10 A variety of genetic studies, both twin and adoptive, have also established a genetic basis for schizophrenia
spectrum that includes both schizophrenia and SPD.15 Both family and adoptive studies provide evidence for a greater prevalence of schizophrenia-related personality disorders in relatives of schizophrenic subjects,16 but genetic loading for schizophrenia Inhibitors,research,lifescience,medical in families of schizotypal probands may be less robust because schizophrenia is not as common or consistent in schizotypal probands as in family SB431542 cost members of schizophrenic patients.3 Twin studies suggest that differential heritable factors may in fact be identified within the schizophrenia spectrum or SPD: one reflecting more psychotic-like symptoms and the other reflecting more deficit or negative symptoms.17,18 Anxiety is increased in relatives of patients with cluster C diagnosis, the “anxious cluster”19 including dependent personality, and continuity of social anxiety has been documented in twin and longitudinal studies.20 Inhibitors,research,lifescience,medical Complex
personality disorders like borderline and SPD may emerge from substrates for more than one dimension. We will review dimensions related to these and other specific personality disorders. Inhibitors,research,lifescience,medical Strategy for genetic studies of prototypic personality disorders A variety of complementary approaches to identifying endophenotypes in the personality disorders may provide convergent validity for the most promising endophenotypes.

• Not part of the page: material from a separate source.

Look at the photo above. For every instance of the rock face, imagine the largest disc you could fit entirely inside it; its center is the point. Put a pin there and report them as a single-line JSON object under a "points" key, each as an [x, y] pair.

Many of these strategies follow directly from the criteria proposed by Gottesman and Gould21 and Leboyer et al.1 Heritability could be established most definitively in large samples of twins in an epidemiologically ascertained sample that could provide enough variance for the major dimensions Inhibitors,research,lifescience,medical of these personality disorders. Subjects would be evaluated for clinical phenotypic measures by diagnostic interview, self-report measures, and mental status evaluations that reflect specific dimensions of psychopathology. Laboratory measures including Inhibitors,research,lifescience,medical neuropsychological, psychophysiological, or laboratory behavioral tests could then be measured in this population to
define potentially heritable endophenotypes. A complementary approach is to identify such endophenotypes in the Carnitine palmitoyltransferase II personality disorder in question, such as BPD or SPD, and demonstrate a specific increase in these endophenotypes compared with normal control or psychiatric comparison groups. State independence or longitudinal stability could be established in longitudinal studies with repeated measures of the endophenotypic tests of interest. Finally, genetic studies of clinically identified samples could be used to determine whether the endophenotypic measure cosegregates with the illness or personality disorder in family members, and is also found in nonaffected family members at a higher rate than in the general population.